Die Küche als Statussymbol

Andreas Joppe im Interview

(Fotografie: Andreas Rudolph)

Klein, pragmatisch, praktisch: Die frühere Küche. Heute wird gemeinsam in offenen Küchen zubereitet, Einrichtungen gewinnen Design-Preise und technische Finessen versetzen den Nutzer in die Welt der digitalen Möglichkeiten. Die Rolle der Küche hat sich in den vergangenen Jahrzehnten wesentlich verändert, erläutert auch Andreas Joppe, Geschäftsführer von JOPPE Küchen, im Interview mit STADTGLANZ.

Sie haben in den vergangenen Jahren umfangreich in Ihren Standort investiert. Klingt so, als würden Sie der Küchenbranche noch einiges zutrauen?

Wir haben in den vergangenen Jahren verstärkt die Tendenz dahingehend gesehen, dass die Küche immer mehr zum Mittelpunkt des Hauses wird. Auch unterschiedliche Umfragen bestätigen, dass die Küche das Auto mittlerweile als Statussymbol abgelöst hat. Das Thema allgemein ist gefragt – man merkt es etwa an den vielen Kochsendungen im Fernsehen – als auch gibt es ein großes Interesse an Innovationen, die das Leben in der Küche einfacher machen.

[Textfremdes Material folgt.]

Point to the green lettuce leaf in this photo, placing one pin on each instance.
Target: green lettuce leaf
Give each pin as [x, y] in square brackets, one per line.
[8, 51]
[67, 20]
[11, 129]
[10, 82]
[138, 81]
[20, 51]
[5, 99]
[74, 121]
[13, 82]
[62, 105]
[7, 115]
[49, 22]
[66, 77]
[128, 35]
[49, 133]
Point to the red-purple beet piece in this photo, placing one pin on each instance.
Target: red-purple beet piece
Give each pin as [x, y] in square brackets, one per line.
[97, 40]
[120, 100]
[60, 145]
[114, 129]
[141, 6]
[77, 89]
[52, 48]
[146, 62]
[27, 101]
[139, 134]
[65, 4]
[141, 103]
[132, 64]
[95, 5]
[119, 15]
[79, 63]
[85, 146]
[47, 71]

Woher kommt dieser Wandel? Hat sich unser Lebensgefühl an das der Südeuropäer angenähert?

Ich denke schon, dass die Kreation gemeinsamer Erlebnisse – mit Freunden und Familie – immer mehr an Bedeutung gewinnt. Und: Einen besseren Ort als die Küche gibt es dafür nicht, schließlich verbinden sich hier die Aspekte Kommunikation, Essen und Genuss. Dafür sprechen auch die in der Zahl zunehmenden offenen Küchen, Wohnung und Küche gehen fließend ineinander über.

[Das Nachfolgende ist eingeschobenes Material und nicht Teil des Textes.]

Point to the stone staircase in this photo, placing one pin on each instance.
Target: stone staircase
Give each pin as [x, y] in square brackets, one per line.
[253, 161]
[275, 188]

Welche Rolle spielt die Digitalisierung in Ihrer Branche?

Das ist aus meiner Sicht von der Altersgruppe abhängig zu machen. Die Kinder, die heute aufwachsen, werden viele Themen viel selbstverständlicher sein als für uns heute. Mit Blick auf das Wechselspiel On- und Offline ist zu sagen, dass der Kunde heute durch die Möglichkeiten der Recherche deutlich vorinformierter in den Laden kommt – das erleichtert uns die Arbeit, weil man gemeinsam nicht von vorne anfängt. Grundsätzlich und vor allem ab einer gewissen Preisklasse stellen wir dennoch fest, dass der Kunde das Produkt selbst erleben, anfassen, fühlen möchte. Die digitalen Möglichkeiten sind noch nicht so ausgereift, dass sie dies in gleichem Maße transportieren können. Es gab schon Anbieter, die es ausschließlich online versucht haben – so richtig durchgesetzt hat sich das allerdings nicht wirklich.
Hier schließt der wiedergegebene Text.